Another way of looking at the data is the number of people in completely white and non-Hispanic congregations decreased from 20 percent to 14 percent in the nine-year period.
But the diversity occurred mostly among white churches; the majority of black churches still remain predominantly racially homogeneous.
Diversity is also seen among clergy, mainly in Catholic churches. The head clergy has become increasingly minority, with 13 percent of Catholic churches now led by black or Hispanic priests, compared to only 1 percent in 1998.
Along with the diversity, however, leaders of congregations are older, on average, than they were in 1998. The median age of the head clergy has increased from 49 in 1998 to 53 in 2006. Furthermore, congregations across the religious spectrum have fewer younger leaders. Today, only 39 percent of congregations are led by someone 50 years old or younger, a drop from 48 percent in 1998.
Catholic and liberal/mainline congregations are more likely to have older clergy compared to other churches.
The biggest change seen in congregations over the past decade was in the area of computer technology.
In 1998, the number of congregations with Web sites was only 17 percent.

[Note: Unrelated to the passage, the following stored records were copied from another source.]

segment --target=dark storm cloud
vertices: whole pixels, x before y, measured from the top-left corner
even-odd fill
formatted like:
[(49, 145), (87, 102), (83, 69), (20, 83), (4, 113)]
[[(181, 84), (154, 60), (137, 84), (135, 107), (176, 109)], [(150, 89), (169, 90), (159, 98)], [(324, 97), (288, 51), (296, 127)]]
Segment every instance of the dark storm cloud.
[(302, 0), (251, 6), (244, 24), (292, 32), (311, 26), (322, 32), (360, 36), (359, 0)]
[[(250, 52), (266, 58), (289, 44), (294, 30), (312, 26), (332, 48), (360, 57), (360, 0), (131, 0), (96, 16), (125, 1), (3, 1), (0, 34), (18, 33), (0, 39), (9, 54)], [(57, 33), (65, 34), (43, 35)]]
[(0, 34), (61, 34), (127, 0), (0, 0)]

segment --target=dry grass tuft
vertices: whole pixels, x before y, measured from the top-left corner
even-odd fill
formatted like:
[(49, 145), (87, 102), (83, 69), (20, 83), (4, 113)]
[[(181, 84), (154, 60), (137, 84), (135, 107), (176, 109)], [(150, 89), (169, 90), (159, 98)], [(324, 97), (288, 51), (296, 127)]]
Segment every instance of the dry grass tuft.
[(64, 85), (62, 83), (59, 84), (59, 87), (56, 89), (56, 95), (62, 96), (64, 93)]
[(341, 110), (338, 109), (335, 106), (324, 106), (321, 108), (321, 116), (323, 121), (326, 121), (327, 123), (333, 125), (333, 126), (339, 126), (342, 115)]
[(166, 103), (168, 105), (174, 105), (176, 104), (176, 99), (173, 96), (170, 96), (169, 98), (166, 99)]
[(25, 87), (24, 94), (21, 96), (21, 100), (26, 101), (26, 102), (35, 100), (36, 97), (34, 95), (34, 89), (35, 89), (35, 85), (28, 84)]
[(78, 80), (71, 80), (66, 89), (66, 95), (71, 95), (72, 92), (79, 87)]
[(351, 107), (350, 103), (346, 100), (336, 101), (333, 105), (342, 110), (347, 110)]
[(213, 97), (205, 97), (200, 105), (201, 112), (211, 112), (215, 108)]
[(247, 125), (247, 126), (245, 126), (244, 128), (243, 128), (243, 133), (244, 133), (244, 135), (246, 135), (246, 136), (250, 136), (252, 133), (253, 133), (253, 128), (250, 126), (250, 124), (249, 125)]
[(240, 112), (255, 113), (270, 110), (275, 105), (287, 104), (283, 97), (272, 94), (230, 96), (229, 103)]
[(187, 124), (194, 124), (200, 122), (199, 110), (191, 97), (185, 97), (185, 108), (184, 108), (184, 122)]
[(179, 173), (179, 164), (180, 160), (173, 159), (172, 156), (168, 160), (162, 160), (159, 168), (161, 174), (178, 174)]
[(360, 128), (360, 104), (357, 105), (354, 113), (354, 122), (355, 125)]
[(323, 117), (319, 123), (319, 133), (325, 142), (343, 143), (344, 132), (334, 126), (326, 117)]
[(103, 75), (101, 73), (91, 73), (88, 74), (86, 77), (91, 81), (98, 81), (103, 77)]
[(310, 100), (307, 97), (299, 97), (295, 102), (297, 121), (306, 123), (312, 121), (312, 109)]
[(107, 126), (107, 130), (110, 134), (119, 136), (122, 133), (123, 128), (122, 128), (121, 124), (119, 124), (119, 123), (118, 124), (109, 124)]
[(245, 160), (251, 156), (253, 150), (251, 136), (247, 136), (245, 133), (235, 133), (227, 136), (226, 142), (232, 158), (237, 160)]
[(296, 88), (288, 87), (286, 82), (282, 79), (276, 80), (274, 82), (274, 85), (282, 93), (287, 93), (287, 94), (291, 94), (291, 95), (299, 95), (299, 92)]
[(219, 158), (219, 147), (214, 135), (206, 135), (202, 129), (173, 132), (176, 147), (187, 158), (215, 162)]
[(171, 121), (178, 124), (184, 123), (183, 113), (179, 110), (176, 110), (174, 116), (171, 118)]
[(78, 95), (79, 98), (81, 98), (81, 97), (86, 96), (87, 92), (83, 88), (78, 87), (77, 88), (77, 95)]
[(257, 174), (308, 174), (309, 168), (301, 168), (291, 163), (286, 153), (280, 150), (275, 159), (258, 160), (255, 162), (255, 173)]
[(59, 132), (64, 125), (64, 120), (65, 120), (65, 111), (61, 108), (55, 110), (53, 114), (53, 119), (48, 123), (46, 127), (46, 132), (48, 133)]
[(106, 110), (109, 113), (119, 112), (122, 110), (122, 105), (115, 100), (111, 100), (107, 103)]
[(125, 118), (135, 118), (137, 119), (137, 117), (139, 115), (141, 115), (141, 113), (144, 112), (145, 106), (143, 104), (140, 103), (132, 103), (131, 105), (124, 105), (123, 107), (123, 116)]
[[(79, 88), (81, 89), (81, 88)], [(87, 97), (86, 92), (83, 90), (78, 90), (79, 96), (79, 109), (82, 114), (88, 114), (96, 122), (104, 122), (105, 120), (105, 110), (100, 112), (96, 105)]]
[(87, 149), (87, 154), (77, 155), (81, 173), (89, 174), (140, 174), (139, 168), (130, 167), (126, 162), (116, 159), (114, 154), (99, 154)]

The number has since risen to 44 percent in 2006-07. In other words, since 1998 another 10,000 congregations created Web sites and now 74 percent of service attendees are in congregations with Web sites.
Meanwhile, the number of those using email to communicate with members increased from 21 percent to 59 percent during this time period. Nearly 80 percent of attendees as of 2006-07 are in congregations that communicate with members via email.
"Congregations apparently have enthusiastically embraced new information technologies," Chaves noted in the detailed article found in the latest issue of the journal Sociology of Religion.
In other findings, the median congregation is the same size today as it was in 1998 (75 regular participants); the median person still attends a congregation that is the same size as it was in 1998 (400 regular participants); the overall level of conflict within congregations has not changed much since 1998, with 26 percent of congregations experiencing a conflict in the last 2 years that led some people to leave and only 2 percent of congregations reporting a conflict over homosexuality; and there has been no increase since 1998 in the extent of congregational involvement in social services, in the percent of congregations receiving public funds in support of their social service work, or in the extent of congregations' collaborations with government.
The National Congregation Study Wave II compared 1,505 congregations in 2006-2007 with 1,234 in 1998. About 60 percent of the NCS-II questions replicate those from the 1998 study. The data was mostly gathered via telephone, along with some in-person, interviews between May 2006 and April 2007.